Paul’s own public service ethos would have us neither whistle past nor whine about the many profound, seemingly implacable, present-day obstacles to public service reform. Lord knows that we need ever more of the high-minded but clear-eyed brand of leadership that he demonstrated at both ends of Pennsylvania Avenue, and on the world stage, during his 1979-1987 tenure at the Fed’s helm and many times thereafter including during the global financial crisis of the 2000s.

As Donald F. Kettl observed in his 1986 book, Leadership at the Fed, Chairman Volcker never blinked or winked at hard empirical truths, deftly navigated around rough political realities, and did so whether people applauded him or instead chose to “praise him with faint damns.” During his service as chairperson of President Barack Obama’s President’s Economic Recovery Advisory Board, Paul tutored Congress and the nation on how the financial system had been bollixed by a rapid expansion in the use of money-making instruments that were Greek to average citizens (most notably, perhaps, the rapid expansion in the use of so-called derivatives).

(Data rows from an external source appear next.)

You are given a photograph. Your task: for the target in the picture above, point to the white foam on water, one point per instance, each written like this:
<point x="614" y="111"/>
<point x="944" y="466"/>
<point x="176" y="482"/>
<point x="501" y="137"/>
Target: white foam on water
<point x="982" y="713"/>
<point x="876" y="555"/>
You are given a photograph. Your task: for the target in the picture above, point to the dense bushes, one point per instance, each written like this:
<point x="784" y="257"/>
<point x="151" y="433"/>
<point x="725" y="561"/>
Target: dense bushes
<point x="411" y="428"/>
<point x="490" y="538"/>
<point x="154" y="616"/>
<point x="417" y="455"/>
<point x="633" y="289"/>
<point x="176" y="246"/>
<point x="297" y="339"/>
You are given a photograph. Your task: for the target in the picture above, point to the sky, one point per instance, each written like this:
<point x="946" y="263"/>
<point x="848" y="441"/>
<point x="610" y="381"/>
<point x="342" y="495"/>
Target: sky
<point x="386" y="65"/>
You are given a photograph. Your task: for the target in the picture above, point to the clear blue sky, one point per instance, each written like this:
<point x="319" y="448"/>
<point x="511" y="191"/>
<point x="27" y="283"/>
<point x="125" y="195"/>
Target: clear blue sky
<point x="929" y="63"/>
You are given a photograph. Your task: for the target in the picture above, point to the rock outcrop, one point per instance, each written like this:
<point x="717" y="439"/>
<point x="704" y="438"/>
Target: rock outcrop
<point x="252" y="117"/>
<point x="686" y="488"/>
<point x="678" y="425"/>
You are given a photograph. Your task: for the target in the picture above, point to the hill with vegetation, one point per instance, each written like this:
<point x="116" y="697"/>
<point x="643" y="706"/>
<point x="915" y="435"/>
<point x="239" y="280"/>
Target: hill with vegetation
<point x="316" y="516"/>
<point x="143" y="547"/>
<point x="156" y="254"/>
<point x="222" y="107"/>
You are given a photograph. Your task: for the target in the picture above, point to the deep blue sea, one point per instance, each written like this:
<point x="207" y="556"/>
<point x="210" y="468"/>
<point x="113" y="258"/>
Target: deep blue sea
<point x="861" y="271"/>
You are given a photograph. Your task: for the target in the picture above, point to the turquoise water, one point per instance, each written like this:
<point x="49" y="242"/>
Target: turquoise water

Reflecting Paul’s uncommon common sense, the Volcker Rule was intended to keep financial institutions from gambling wantonly either with their own money or other people’s money. Even before it took effect in mid-2015, it was the object of lawsuits by banks, critiques by Wall Street royalists and “free-market” think tank analysts, and constant congressional calls for repeal.

Through it all, Paul stood tall—and remained hopeful. In his foreword to Paul Light’s brilliant 2019 book, The Government-Industrial Complex, Paul wrote:

Light’s analysis emphasizes the importance of how people working under the aegis of the federal government are selected, compensated, and managed… The evident decline in trust in government…is silently but pervasively weakening the foundation of our society…Light sets out the substance of what is required for real and lasting reform…His book should be required reading for every member of Congress and president seriously interested in effective government…It’s time to pay attention.

It is indeed time to pay attention to public administration, both as a field of study and as a field of practice. Nothing would honor the civic and leadership legacy of America’s Mr. Public Administration more than launching a new Paul A. Volcker Commission to pick up where the big-hearted boy from Cape May left off.